Der Berliner Bezirk Neukölln hat jetzt beim Bundesamt für Familie und zivilgesellschaftliche Aufgaben die Bereitstellung von 59.000 Euro zur Einrichtung einer "Anlauf- und Dokumentationsstelle gegen konfrontative Religionsbekundung" beantragt. Der Bezirk will das Problem genauer erfassen, auch ob es ein wachsendes Problem ist.
Astrid Busse, Vorsitzende des Interessenverbandes der Berliner Schulleiterinnen, muss nicht lange überlegen, wenn es um Beispiele für konfrontative Religionsausübung an ihrer Neuköllner Grundschule geht:
"Das hatten wir auch schon, dass sich ein Zehnjähriger vor einer Kollegin aufbaut, die arabischstämmig ist, und sagt: 'Du bist keine gute Muslima, wie du hier so aussiehst' und 'Du hast mir gar nichts zu sagen'."
Allerdings, so Busse, kämen solche Fälle an ihrer Grundschule nur selten vor. Schwieriger werde es dort, wo ältere Jahrgangsstufen unterrichtet werden.

Tugendhaftigkeit und Anerkennung

An der Rönten-Schule läutet der Pausengong. Detlef Pawollek leitet die integrierte Sekundarschule. Auch er kennt das Problem, indes nicht nur von muslimischen Schülern, sondern zum Beispiel auch von solchen, die den freikirchlichen Pfingstgemeinden nahestehen, einer weltweiten christlichen Bewegung, die als missionarisch orientiert gilt.
"Die Religion wird als ein Machtinstrument benutzt", sagt Pawollek.

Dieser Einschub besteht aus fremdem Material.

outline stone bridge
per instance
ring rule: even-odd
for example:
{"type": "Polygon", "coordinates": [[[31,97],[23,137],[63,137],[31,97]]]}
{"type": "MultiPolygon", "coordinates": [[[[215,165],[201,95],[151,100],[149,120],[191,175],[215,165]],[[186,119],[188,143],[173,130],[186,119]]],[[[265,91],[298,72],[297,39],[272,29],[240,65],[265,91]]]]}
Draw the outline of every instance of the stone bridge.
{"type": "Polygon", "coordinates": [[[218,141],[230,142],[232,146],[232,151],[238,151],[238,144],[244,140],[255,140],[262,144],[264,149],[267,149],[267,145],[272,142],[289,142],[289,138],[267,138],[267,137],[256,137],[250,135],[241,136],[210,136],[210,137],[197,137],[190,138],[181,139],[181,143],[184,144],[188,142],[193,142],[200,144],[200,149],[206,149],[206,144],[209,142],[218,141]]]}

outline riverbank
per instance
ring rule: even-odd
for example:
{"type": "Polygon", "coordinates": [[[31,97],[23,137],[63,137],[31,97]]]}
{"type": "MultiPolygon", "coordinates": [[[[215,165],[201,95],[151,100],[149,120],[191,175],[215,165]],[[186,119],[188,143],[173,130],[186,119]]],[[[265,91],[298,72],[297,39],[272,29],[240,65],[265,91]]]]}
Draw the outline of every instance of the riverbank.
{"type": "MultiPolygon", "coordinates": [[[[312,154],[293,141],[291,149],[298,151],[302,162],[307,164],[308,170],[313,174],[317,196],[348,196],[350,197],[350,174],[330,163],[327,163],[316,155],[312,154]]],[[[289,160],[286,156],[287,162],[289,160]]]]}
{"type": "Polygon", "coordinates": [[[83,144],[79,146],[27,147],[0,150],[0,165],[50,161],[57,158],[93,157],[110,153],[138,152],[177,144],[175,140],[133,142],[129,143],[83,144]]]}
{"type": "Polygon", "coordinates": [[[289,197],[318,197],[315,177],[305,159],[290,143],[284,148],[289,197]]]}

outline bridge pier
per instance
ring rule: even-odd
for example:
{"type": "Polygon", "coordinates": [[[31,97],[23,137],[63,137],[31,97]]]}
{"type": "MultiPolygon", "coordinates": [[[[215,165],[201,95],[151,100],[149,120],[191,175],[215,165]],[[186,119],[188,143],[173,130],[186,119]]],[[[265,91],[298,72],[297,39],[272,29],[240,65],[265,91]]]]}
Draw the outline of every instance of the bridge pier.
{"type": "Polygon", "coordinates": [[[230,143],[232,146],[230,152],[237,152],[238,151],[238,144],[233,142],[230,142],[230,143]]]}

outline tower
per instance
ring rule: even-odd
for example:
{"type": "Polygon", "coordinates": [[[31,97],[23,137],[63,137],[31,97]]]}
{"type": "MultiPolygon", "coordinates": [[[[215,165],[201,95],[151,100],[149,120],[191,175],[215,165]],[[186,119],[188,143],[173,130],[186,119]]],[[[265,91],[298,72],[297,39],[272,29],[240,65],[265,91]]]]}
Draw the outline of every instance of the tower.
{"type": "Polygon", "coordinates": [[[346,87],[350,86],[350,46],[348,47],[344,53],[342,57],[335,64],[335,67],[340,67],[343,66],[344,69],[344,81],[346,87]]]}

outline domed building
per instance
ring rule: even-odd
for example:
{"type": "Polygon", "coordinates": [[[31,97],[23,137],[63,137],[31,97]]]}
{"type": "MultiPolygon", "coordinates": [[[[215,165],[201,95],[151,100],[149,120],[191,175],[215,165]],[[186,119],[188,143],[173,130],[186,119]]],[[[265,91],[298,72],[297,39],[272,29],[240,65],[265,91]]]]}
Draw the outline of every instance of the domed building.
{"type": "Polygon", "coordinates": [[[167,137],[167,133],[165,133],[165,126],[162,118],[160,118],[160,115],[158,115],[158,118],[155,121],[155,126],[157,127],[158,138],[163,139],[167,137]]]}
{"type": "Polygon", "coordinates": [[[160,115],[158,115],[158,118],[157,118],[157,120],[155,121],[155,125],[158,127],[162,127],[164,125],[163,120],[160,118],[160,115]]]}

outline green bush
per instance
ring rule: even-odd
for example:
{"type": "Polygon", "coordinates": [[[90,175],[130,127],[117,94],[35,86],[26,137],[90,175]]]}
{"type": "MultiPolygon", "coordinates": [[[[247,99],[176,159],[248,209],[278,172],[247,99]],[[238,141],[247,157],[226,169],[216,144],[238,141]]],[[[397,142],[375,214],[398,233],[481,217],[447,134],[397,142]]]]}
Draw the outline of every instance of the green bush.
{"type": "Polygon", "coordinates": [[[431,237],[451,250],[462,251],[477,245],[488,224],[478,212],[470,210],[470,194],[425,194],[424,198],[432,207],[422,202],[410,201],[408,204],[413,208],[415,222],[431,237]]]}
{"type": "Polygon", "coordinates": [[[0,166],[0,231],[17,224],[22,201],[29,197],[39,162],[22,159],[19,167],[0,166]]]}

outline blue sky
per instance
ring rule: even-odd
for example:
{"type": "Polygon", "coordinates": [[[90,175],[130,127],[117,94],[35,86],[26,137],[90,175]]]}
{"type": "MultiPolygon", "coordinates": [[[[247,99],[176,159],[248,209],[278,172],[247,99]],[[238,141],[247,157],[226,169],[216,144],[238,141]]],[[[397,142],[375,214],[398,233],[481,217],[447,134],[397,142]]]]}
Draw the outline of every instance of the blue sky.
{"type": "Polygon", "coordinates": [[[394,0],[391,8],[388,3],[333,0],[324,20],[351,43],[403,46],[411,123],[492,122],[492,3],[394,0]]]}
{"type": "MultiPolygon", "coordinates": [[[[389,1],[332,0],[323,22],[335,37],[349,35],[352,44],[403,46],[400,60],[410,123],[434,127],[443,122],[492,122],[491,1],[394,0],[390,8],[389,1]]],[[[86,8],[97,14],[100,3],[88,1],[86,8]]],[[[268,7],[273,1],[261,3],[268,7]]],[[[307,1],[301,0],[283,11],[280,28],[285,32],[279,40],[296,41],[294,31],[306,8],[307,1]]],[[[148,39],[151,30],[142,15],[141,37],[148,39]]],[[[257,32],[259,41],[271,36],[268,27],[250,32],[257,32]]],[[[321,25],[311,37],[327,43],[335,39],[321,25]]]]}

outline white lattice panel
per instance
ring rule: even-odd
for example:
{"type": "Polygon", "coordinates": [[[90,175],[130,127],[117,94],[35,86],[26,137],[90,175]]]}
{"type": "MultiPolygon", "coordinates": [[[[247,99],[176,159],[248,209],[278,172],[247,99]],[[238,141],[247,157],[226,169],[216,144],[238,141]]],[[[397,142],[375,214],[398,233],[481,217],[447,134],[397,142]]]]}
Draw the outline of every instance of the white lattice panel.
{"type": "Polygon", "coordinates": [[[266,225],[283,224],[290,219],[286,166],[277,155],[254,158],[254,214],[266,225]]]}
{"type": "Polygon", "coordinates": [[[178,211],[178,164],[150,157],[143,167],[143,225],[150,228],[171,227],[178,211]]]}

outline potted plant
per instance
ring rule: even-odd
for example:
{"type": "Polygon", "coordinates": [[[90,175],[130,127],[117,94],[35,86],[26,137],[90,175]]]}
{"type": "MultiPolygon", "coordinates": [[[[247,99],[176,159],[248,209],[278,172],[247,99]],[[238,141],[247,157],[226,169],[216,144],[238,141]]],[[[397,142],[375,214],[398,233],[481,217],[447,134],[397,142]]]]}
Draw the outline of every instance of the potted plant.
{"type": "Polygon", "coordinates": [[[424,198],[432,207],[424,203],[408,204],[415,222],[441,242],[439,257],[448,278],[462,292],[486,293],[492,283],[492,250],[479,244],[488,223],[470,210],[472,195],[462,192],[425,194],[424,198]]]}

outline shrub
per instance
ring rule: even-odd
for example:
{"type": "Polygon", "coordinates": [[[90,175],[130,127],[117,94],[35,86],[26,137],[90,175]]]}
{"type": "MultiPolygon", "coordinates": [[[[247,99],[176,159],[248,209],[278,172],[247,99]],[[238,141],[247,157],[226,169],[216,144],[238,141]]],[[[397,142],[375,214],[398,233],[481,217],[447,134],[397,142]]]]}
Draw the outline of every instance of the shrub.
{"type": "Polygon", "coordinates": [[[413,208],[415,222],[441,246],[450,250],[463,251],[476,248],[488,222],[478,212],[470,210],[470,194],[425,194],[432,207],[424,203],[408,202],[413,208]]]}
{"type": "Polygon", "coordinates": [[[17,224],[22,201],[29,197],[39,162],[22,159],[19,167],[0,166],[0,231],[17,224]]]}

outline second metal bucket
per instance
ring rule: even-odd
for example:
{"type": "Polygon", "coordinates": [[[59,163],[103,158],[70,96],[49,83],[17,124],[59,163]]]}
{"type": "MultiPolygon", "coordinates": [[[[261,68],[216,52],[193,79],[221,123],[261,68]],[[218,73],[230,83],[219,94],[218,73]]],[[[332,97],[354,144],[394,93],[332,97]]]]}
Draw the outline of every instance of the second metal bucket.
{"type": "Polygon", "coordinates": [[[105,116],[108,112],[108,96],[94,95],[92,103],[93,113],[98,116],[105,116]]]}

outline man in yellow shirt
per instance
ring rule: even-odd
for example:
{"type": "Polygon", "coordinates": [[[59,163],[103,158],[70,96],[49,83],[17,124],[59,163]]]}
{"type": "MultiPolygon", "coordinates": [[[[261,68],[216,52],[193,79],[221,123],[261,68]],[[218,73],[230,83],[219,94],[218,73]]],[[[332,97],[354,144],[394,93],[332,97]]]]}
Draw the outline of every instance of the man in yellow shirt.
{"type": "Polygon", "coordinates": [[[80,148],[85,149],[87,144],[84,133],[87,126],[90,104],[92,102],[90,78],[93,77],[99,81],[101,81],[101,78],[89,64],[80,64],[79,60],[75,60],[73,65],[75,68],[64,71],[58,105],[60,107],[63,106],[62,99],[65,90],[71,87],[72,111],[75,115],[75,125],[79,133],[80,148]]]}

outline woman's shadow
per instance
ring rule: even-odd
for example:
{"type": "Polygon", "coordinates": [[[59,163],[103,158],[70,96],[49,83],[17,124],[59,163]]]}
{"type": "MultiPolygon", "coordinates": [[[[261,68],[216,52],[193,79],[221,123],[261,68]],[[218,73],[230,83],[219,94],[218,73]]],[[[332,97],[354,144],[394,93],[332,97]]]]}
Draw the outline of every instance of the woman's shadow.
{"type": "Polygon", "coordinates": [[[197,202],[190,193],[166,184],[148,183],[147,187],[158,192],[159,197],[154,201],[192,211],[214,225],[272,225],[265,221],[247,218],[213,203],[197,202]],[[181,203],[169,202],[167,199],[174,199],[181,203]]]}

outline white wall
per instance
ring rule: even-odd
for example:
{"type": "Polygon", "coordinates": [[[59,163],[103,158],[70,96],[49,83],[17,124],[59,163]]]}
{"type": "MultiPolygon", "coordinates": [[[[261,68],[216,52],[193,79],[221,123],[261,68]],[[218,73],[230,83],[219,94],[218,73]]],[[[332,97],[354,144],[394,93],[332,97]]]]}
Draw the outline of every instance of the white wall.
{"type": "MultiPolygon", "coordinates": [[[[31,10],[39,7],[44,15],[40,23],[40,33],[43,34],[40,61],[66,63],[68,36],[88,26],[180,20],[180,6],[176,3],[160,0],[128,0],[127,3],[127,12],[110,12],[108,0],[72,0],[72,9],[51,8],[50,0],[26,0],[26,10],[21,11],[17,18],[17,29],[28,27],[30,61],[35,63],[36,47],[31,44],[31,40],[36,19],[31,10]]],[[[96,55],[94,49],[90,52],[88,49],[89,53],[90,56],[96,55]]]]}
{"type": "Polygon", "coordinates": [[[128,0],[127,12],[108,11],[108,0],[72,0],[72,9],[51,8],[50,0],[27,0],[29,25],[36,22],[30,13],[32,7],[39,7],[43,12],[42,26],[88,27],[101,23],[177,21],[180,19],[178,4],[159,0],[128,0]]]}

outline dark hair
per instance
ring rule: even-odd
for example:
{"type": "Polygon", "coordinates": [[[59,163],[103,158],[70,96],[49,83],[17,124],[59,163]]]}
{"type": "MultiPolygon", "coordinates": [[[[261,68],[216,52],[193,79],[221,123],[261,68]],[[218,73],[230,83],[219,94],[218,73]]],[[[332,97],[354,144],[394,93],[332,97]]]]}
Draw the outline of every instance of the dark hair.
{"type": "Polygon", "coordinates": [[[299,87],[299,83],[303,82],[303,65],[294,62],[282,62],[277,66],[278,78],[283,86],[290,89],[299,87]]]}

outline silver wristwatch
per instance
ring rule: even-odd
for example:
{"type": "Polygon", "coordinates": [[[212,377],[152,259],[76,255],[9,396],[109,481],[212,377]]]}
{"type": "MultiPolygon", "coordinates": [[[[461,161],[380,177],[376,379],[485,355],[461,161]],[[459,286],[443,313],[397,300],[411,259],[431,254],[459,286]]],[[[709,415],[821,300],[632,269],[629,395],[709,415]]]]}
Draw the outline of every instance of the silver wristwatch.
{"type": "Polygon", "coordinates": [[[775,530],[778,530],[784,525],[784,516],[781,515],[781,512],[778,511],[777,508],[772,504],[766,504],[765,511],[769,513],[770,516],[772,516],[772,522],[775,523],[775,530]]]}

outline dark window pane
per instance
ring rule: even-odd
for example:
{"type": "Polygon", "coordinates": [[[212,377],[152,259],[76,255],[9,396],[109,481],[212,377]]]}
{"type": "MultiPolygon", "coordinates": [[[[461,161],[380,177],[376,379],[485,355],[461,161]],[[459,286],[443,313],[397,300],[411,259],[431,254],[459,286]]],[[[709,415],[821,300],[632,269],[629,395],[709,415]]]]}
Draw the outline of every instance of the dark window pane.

Im Alltag erlebe man das ganz besonders immer während der Fastenzeit: "Je mehr tugendhafter das Verhalten, desto mehr Anerkennung gewinnt man."
Bisweilen sei es so, dass sich Glaubensrichtungen dem plötzlich anpassten, etwa die Aleviten, die zu den gegebenen Zeiten eigentlich gar nicht fasten, weil sie ihre eigenen Fastenzeiten hätten, schildert der Direktor: "Das zeigt schon, wie stark der soziale Druck bisweilen ist."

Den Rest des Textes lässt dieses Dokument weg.